母乳をあげていると、誰しもがかかる可能性がある乳腺炎。症状がかなりしんどいので、乳腺炎になった経験があるママは「もう二度となりたくない!」って口を揃えていってます。おっぱいの調子が悪くなるって、授乳中にママにとって思った以上に辛いことなんですよね。その乳腺炎について今日は勉強しましょう。

りんごママ
りんごママ
乳腺炎って辛いって聞くし本当に恐怖〜
りんご
りんご
だからこそ相手(乳腺炎)を知ることからはじめましょう!

乳腺炎の種類

乳腺炎は原因によって大きくふたつにわかれます。おっぱいは同じように痛いのですが、少し違いがあります。

りんご
りんご
原因によって対処法も変わってくるので、まずここを知ることから始めましょう

(1)母乳が長時間停滞して起こる(うっ滞性乳腺炎)

なんらかの原因で乳腺に母乳がとどまってしまい、乳腺組織に炎症反応が起こる状態です。しこりが触れて、痛みがあります。軽いものなら見た目にはわからず、押さえると違和感があったり、少し痛いかな?くらいなのですが、なかなか母乳が外に出なくて重症になると、痛みも強く、赤く腫れて、熱が出ることもあります。おっぱいの流れが再開すると症状は軽くなって、1週間前後でほとんど元の状態に戻ります。ばい菌感染がない状態ですから、抗菌薬などは不要です。

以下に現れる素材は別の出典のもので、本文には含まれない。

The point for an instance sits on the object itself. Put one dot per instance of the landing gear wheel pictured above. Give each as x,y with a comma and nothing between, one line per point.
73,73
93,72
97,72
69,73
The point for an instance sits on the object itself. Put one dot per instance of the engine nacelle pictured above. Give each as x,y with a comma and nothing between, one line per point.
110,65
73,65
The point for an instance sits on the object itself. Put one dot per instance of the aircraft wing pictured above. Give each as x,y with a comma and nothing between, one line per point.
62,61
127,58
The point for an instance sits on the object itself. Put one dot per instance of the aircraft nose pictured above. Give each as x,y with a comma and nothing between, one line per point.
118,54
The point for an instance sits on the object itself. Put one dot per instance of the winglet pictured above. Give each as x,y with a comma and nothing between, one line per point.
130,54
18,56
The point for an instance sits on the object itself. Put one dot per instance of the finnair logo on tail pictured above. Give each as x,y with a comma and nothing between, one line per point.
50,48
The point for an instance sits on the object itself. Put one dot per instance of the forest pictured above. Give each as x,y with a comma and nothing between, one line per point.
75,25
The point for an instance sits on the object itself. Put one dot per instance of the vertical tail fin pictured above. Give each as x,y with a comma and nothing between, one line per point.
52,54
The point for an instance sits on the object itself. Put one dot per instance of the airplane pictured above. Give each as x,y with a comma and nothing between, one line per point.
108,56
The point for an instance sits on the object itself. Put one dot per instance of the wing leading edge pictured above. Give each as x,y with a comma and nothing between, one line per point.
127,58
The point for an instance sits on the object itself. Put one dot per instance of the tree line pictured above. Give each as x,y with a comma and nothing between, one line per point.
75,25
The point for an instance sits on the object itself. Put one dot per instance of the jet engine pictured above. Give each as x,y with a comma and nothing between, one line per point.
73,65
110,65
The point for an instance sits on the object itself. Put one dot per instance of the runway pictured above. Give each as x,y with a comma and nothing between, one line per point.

※発熱から48時間たっても解熱しない場合は今から説明する感染性の可能性もあります。

(2)おっぱいにばい菌が入って感染を起こしている(感染性乳腺炎)

お子さんのお口やお鼻の菌、ママの皮膚に住み着いている常在菌などが原因になって感染します。菌が入るルートは(1)乳管から(2)血流にのって(3)乳首にできた傷からなどが考えられていますよ。お子さんが風邪をひいているとき、お子さんに乳首を噛まれたとき、離乳食が始まったとき、ママの免疫力が落ちてる時などは要注意です(汗)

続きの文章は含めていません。